Dimuth Karunaratne has become the latest player to advocate for a stronger first-class competition in Sri Lanka, suggesting that India's comparatively sturdy domestic infrastructure has seen them thrive in Test cricket.

The number of players - both former and present - who have called for drastic change in first-class cricket now represents a consensus. Kumar Sangakkara and Mahela Jayawardene have been the most vocal critics of the present system, but virtually every former player, from Thilan Samaraweera to SLC cricket manager Asanka Gurusinha (who played as far back as the 1980s), have said domestic cricket is substantially weaker now than it had been when they were emerging as top players.

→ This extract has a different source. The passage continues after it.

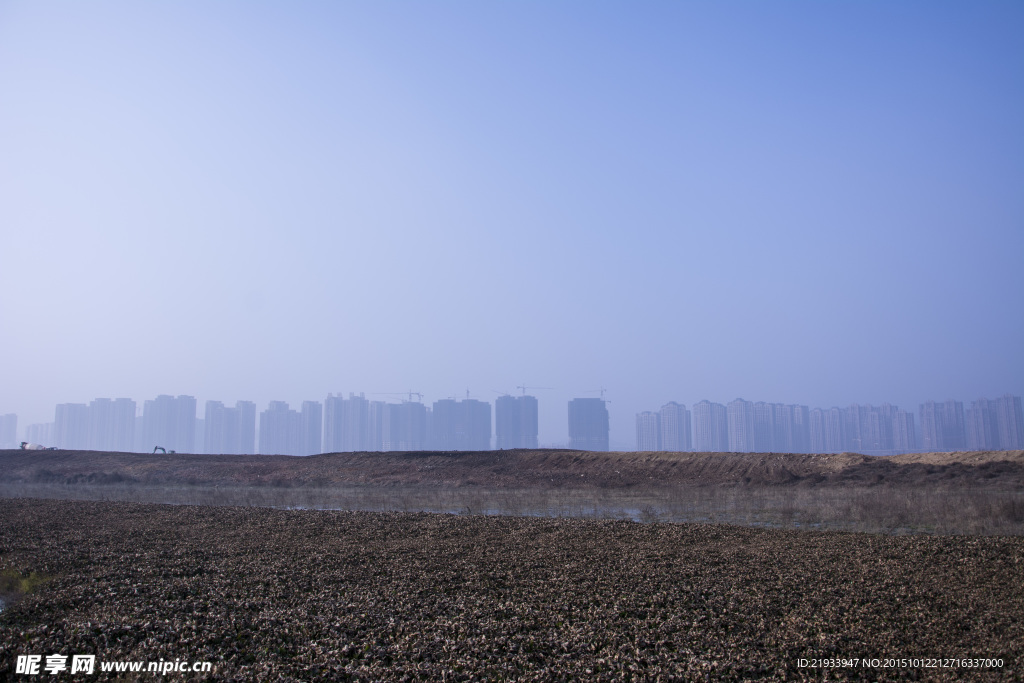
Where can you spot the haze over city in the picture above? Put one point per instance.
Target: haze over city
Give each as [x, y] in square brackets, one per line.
[795, 203]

Test captain Dinesh Chandimal and batsman Lahiru Thirimanne have at times spoken of the chasm in quality between domestic cricket and internationals as well. Despite this, the incumbent SLC board has failed to reform the club structure during their two years in office. However, board president Thilanga Sumathipala has promised a stronger five-team, four-day competition for next year - though those schedules have not been finalised yet.

Where most players have asked for a higher standard of cricket, calling for a drastic reduction in the number of first-class teams, Karunaratne has said Sri Lanka's players must play more games in the domestic season. This year a player from one of the top eight clubs played six three-day matches, and four four-day matches. In terms of one-day cricket, SLC hosted a 23-team District Tournament, in which a cricketer could expect to play a maximum of seven games, and most played only four, before hosting a much stronger provincial tournament, in which some cricketers played seven games. There was no domestic T20 cricket.

"India have played a lot of good cricket," Karunaratne said of the manner in which India have rebuilt their team. "They've played a lot of IPL and first-class cricket. In Sri Lanka, we only have eight to ten domestic matches in first-class. Then we have five one-dayers. That's it for the season. I think that's the main reason. We have to play more first-class cricket and then we can find more players who can dominate the game. That's the thing SLC have to work on for the players."

Questions over the quality of Sri Lanka's domestic cricket have also arisen in this match on the basis of left-arm spinner Malinda Pushpakumara's first-innings performance. He had 558 first-class wickets at 19.85 apiece before he made his debut in this match, but conceded runs at four an over, and finished with figures of 2 for 156 for the innings. Karunaratne, who himself has been through an extended weaning period at the top level, spoke also of the challenge bowlers might face in adjusting to Test-match intensity.

"In Test cricket all best batsmen play, and we have to bowl intelligently," he said. "We have to bowl on one side of the pitch and set the field accordingly. It takes 10-15 overs to get a wicket here. In the domestic level, sometimes you can get five wickets from five overs. International cricket is very different, and we need to get used to that. Like it's tough to get a run, it's also difficult to get a wicket."